キオクシアホールディングス株式会社(Kioxia Holdings Corporation)は、キオクシア株式会社を中核とするメモリ・SSD専業の半導体グループを統括する持株会社です。グループはメモリおよび関連製品の研究開発、製造、販売、関連サービスを手がけ、スマートフォン、PC、エンタープライズサーバー、クラウドデータセンターなどで使われる記憶用デバイスを提供しています。
フラッシュメモリ事業
- 中核製品はNAND型フラッシュメモリで、データを不揮発に保存する半導体メモリとして、スマートフォン、PC、データセンター、各種電子機器のストレージ用途に使われます。
- キオクシアは1987年にNAND型フラッシュメモリを発明し、2007年には3次元フラッシュメモリ技術を発表しました。

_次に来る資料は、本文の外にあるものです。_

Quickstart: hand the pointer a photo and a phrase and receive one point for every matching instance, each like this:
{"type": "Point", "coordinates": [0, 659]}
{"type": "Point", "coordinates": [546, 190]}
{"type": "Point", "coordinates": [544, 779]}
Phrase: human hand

- 3次元フラッシュメモリ「BiCS FLASH」を軸に、大容量化、高速化、低消費電力化を進め、AIサーバーやデータセンターなどの拡大するデータ需要に対応しています。
- 製品販売はスマートフォン、PC、エンタープライズサーバー、データセンター向けのメモリ需要、半導体市況、製品ミックス、設備稼働率の影響を受けます。
SSD事業
- フラッシュメモリ「BiCS FLASH」を搭載したSSDを、クライアントPC、エンタープライズサーバー、ストレージシステム、クラウドデータセンター向けに提供しています。
- SSDはHDDに代わる高速ストレージとして、読み書き性能、消費電力、信頼性、容量当たりコストが競争軸になります。
- データセンター向けの大容量SSD、企業向け高信頼SSD、PC向けクライアントSSDなど、用途別に製品ラインを展開しています。
研究開発・製造基盤
- 国内外の拠点を連携させ、先端メモリ技術、プロセス技術、パッケージング、コントローラ、ファームウェアを含むストレージ技術の研究開発を行っています。
- 四日市工場などの半導体メモリ製造拠点を基盤に、微細化、多層化、ウエハーボンディングなどの技術を活用して生産能力と製品競争力を高めています。
- 半導体メモリは市況変動が大きいため、同社の収益は需要サイクル、販売価格、設備投資、歩留まり、在庫調整の影響を受けやすい構造です。
同社は2019年3月に東芝メモリ株式会社(現キオクシア株式会社)からの単独株式移転により設立され、2019年10月にキオクシアホールディングス株式会社へ社名変更しました。2024年12月に東京証券取引所プライム市場へ上場しています。